I believe that the formula proven here has to be used.
Another result we can use is that $\Bbb E[X Y] = \Bbb E\bigl[X \Bbb E[X\mid \mathcal{G}]\bigr] = \Bbb E\bigl[\Bbb E[X\mid \mathcal{G}]^2\bigr] = \Bbb E[Y^2]$, so we get the following formula:
$$\Bbb E\bigl[(Y-\Bbb E[X \mid \mathcal{F}])^2\bigr]=\Bbb E\bigl[(X-\Bbb E[X \mid \mathcal{F}])^2\bigr] \quad \text{ for any } \mathcal{F}\subseteq \mathcal{G}$$
I don't know if that is helpful... Do you have any ideas how to proceed?

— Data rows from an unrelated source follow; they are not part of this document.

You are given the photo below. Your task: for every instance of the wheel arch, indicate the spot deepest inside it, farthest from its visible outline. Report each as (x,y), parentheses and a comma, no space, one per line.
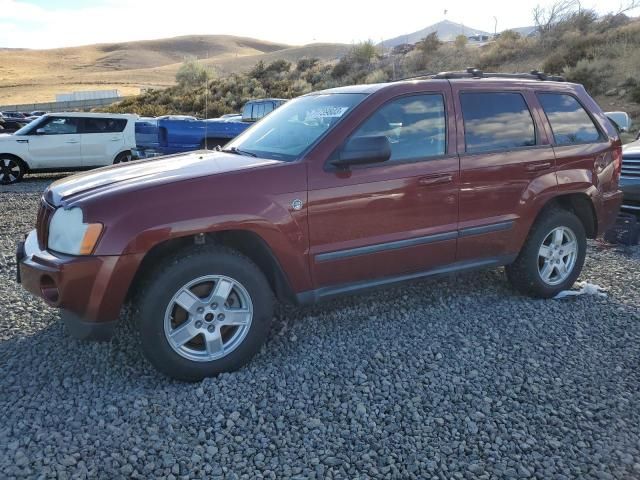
(246,242)
(18,158)
(581,205)
(126,150)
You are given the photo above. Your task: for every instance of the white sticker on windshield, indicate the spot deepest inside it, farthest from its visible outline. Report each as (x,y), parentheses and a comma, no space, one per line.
(329,111)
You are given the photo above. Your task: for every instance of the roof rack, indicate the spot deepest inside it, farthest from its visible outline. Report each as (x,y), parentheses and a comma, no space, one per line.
(477,73)
(417,76)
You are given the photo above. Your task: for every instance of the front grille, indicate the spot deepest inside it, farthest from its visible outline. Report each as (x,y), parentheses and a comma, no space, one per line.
(45,212)
(631,166)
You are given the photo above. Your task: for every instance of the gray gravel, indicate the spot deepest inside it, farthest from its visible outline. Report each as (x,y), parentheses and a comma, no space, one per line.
(453,378)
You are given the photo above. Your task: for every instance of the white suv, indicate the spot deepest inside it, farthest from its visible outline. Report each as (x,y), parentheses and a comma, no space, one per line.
(66,142)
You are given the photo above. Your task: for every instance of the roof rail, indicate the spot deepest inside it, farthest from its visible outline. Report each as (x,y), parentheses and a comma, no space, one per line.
(477,73)
(417,76)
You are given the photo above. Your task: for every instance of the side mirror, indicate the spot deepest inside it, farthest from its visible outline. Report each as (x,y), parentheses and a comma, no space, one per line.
(620,120)
(362,151)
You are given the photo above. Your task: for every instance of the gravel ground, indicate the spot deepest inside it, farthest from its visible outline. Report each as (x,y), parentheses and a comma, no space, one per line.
(449,378)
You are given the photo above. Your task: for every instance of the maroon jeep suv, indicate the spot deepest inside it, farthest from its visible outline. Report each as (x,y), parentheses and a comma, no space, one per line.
(335,192)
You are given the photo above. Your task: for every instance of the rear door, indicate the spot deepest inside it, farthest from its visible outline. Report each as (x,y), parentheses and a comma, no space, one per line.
(102,139)
(55,144)
(506,161)
(393,218)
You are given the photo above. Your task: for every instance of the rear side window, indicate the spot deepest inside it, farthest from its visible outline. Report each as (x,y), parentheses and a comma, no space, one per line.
(496,121)
(104,125)
(415,126)
(569,121)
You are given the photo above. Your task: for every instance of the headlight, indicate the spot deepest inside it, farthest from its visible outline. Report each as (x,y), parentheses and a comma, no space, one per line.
(68,234)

Using what you said (i.e. $\mathbf{E}[XY] = \mathbf{E}[Y^2]$), we have
$$\mathbf{E}[(X - Y)^2] = \mathbf{E}[X^2] - 2\mathbf{E}[XY] + \mathbf{E}[Y^2] = \mathbf{E}[X^2] - \mathbf{E}[Y^2] = 0$$
the result follows immediately from the positivity of $(X-Y)^2$.